住吉では突堤(最終的に沖へ300m突き出す計画)の工事が始まっていて、今年度は75mまで延長工事がおこなわれます。一ツ瀬川方面から宮崎港方面へ流れる砂を止めて住吉・大炊田海岸の砂浜が広がることが期待されています。砂がつくまでの数年間に、住吉の砂丘(松林)がこれ以上削られないよう、現在の浜崖から少し海側の砂浜に、砂を詰めた巨大な袋が海水面から4mの高さまで積まれます。見た目は麗しいとは言えないものなので(袋が直射日光で劣化して破けるのを防ぐためもあって)、養浜の土砂で埋められます。

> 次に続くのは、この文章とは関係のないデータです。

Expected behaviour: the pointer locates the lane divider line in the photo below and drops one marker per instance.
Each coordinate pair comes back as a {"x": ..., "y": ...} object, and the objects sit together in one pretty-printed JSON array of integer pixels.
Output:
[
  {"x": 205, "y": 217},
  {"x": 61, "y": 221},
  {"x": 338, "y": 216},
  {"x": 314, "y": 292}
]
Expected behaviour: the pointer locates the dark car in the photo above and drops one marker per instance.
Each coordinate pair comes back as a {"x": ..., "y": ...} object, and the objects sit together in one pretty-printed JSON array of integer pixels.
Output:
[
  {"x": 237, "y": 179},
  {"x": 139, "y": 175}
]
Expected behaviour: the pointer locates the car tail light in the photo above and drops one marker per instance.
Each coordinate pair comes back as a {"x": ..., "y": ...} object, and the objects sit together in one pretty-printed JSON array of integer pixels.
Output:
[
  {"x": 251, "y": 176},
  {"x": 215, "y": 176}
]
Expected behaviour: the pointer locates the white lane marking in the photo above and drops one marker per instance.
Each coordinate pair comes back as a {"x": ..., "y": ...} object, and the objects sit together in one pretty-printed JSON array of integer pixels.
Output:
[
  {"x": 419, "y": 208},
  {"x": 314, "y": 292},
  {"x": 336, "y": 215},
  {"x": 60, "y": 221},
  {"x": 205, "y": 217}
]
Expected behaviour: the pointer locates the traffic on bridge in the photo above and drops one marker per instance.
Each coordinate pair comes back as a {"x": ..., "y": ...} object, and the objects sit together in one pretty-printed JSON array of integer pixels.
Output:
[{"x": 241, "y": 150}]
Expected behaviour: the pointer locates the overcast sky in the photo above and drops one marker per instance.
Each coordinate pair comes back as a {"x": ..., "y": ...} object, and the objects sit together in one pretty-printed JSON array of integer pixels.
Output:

表面を覆う土砂が高波で削られるようなときは、袋の下の砂浜も削られることが考えられます。そうすると袋が砂に沈んだり転がったりする恐れがあるので、袋の下の砂浜は、アスファルトの板(しなる板)で覆うそうです。赤江浜の人工リーフの下に敷かれているようなものではないかと思います。袋護岸の海側に、海水面から1mの高さ(たぶんほとんどが砂の下)に、幅6mの板が水平に敷かれます。浜が狭くなっていて波打ち際に近いので、寄せては引く波で重いアスファルトの先端(海側)がだんだん沈んでいき、最終的には、袋護岸の下の砂浜をつかむように地下へ向かって折れ曲がることが期待されています。
袋護岸も、アスファルト護岸も、土砂あるいは砂の下に建設されるので、工事が終わった時点では、砂浜の景観が損なわれることはないようです。ただ、このような護岸工法は日本で初めてなので、実際の台風の大波に耐えるかどうかを見るための実績第1号になります。大波で削られて露出したら、そのたびに埋める工事が行なわれるようです。
アメリカでは似たようなものがすでに造られていて、ハリケーンで壊れる例もあるようです。袋護岸がなかった場合よりは浜の被害が少なかっただろうということみたいですが、無残に破壊された巨大な袋やアスファルトの板の破片が砂浜から突き出ている写真を見せてもらいながら、砂浜は死んでしまったのだなと思いました。
ちなみに、袋護岸は「サンドパック(sand pack)」というカッコイイ名前がついています。10月の末になればアスファルトの板も浜の工事現場に納品されるので、佐土原にある国交省の海岸出張所を訪ねれば、どのような工事なのか現地で説明してくれるそうです。